[LLVMdev] Missed devirtualization opportunities

Kenneth Uildriks kennethuil at gmail.com
Wed Oct 13 04:35:01 PDT 2010


On Wed, Oct 13, 2010 at 12:45 AM, Nick Lewycky <nicholas at mxc.ca> wrote:
> Kenneth Uildriks wrote:
>>>
>>> You're right, I hadn't thought this through. The whole point of making
>>> them
>>> local is to say that "I'm sure these callees won't modify that memory"
>>> regardless of what functions actually get called, even indirectly. We
>>> can't
>>> know that they won't modify the vptr in advance, so invariant doesn't
>>> work
>>> here.
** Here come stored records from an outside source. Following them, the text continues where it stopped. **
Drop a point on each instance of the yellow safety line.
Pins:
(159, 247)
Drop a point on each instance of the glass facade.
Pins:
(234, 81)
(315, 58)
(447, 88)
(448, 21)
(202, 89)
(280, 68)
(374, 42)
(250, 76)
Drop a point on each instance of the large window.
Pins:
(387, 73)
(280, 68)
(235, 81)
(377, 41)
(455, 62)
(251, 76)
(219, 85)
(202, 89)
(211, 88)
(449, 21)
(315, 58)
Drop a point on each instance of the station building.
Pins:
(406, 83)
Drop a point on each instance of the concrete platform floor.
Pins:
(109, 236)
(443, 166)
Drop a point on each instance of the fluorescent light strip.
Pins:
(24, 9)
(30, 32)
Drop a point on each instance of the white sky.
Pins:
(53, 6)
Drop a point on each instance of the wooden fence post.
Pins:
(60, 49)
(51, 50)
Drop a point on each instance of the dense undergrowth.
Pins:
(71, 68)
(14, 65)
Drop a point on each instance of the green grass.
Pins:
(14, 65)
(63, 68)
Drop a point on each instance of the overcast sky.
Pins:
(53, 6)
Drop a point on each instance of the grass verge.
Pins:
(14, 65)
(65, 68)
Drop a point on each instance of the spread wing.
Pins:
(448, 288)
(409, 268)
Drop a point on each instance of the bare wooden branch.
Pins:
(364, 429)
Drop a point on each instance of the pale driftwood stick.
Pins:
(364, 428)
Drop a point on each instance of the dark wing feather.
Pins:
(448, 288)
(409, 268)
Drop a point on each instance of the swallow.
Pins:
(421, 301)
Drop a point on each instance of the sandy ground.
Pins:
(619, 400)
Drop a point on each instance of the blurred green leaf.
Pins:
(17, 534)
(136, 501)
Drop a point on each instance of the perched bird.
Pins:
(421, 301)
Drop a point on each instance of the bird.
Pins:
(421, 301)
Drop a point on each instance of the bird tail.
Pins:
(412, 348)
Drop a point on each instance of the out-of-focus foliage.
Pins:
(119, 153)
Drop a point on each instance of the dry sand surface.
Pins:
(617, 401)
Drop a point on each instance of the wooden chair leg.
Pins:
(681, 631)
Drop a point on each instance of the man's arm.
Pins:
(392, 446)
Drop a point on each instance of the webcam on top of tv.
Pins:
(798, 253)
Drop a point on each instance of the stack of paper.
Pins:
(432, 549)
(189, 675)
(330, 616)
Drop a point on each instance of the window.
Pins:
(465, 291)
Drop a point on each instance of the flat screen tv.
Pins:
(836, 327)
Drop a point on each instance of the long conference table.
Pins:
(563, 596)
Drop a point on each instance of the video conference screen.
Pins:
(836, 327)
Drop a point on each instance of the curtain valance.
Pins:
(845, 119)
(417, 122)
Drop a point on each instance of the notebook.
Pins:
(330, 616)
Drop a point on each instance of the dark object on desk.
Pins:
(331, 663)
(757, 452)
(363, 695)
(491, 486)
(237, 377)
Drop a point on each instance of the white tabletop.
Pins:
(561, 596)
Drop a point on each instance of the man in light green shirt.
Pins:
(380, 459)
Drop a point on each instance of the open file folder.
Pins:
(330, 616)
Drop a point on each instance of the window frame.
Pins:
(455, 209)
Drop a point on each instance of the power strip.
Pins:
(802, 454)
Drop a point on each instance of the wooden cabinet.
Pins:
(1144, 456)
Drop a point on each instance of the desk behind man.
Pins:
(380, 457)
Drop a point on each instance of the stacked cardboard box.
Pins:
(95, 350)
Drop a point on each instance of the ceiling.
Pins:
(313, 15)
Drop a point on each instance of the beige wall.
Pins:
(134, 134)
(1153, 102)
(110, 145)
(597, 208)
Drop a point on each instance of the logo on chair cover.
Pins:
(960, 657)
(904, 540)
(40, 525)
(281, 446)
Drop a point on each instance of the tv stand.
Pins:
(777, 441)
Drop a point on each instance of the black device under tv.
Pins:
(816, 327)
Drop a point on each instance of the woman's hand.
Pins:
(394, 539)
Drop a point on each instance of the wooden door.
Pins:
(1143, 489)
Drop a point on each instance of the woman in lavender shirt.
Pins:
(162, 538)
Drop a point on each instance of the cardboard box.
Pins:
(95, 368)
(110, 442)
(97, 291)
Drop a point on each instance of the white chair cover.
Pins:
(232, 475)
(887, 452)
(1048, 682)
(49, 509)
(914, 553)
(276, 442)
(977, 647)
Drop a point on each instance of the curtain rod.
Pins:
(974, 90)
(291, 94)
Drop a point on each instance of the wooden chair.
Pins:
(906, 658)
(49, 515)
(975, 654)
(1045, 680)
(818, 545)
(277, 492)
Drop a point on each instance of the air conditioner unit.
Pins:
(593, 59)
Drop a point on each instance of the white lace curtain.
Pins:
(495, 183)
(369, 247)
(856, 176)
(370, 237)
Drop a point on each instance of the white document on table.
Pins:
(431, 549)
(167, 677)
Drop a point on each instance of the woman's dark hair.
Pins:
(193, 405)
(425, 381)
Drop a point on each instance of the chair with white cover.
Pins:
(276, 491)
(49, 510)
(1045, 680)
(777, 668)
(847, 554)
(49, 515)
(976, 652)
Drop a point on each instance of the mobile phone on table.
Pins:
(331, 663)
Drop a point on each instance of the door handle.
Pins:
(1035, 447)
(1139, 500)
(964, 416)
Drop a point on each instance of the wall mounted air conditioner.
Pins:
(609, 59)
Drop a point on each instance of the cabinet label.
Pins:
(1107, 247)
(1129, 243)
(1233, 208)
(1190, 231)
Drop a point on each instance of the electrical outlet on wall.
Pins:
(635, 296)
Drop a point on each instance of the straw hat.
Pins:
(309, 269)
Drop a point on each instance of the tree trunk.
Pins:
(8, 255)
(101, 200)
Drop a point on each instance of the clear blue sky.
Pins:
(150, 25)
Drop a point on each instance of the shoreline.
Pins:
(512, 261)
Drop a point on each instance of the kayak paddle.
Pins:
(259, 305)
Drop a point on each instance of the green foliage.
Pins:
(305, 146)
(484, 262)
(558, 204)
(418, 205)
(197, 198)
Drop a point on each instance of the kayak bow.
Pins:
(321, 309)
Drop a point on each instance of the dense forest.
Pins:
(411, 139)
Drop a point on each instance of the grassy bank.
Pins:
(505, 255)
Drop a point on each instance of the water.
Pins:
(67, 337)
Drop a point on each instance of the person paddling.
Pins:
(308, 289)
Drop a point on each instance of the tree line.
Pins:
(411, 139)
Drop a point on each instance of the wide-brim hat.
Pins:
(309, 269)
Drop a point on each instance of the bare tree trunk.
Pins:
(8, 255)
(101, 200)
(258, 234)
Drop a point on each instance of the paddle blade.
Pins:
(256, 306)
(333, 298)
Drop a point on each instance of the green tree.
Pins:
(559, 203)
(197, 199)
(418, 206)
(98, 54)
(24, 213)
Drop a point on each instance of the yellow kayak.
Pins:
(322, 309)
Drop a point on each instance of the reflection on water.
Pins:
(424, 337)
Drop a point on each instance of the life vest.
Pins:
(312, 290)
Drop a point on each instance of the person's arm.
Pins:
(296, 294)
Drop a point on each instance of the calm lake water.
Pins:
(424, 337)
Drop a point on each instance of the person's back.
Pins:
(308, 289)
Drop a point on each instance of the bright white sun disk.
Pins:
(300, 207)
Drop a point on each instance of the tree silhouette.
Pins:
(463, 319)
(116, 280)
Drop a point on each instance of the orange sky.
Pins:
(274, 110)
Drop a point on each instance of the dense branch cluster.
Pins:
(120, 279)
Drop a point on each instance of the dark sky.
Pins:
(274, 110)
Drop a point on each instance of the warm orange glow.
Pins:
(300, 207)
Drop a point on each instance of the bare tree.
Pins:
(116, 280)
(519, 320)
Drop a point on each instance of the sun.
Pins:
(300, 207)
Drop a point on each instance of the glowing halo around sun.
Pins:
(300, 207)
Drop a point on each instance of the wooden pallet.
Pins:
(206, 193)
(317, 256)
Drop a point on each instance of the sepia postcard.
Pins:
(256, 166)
Making it non-local just means that we would need to know the
>>> static
>>> call graph, which we don't because we haven't devirtualized yet so all
>>> the
>>> calls are indirect.
>>> Nick
>>
>> So that means you're now saying that llvm.invariant.end ought to be
>> left the way it is, right?
>
> I have no idea how to make use of llvm.invariant to help devirtualization.
> If no use or other use case for them can be found, maybe they should be
> removed.

Apply invariant to the vtpr as long as the corresponding instance
pointer is in use within a function.  With an invariant vtpr (and
better invariant support, and a front-end that uses it),
devirtualization happens more or less automatically with
-std-compile-opts.

Do the same wherever an instance pointer is passed.  Mark its
corresponding vtpr invariant from the beginning of the entry block
until right after the last use of the instance pointer.  Then a few
simple improvements to inlining & partial specialization will give you
some interprocedural devirtualization.

Anyway, you convinced me a few messages ago that invariant.end really
should be left the way it is.  Especially since assuming invariance
hasn't ended when it has is unsafe... we *must* be able to match an
invariance start to its corresponding invariance end in all cases.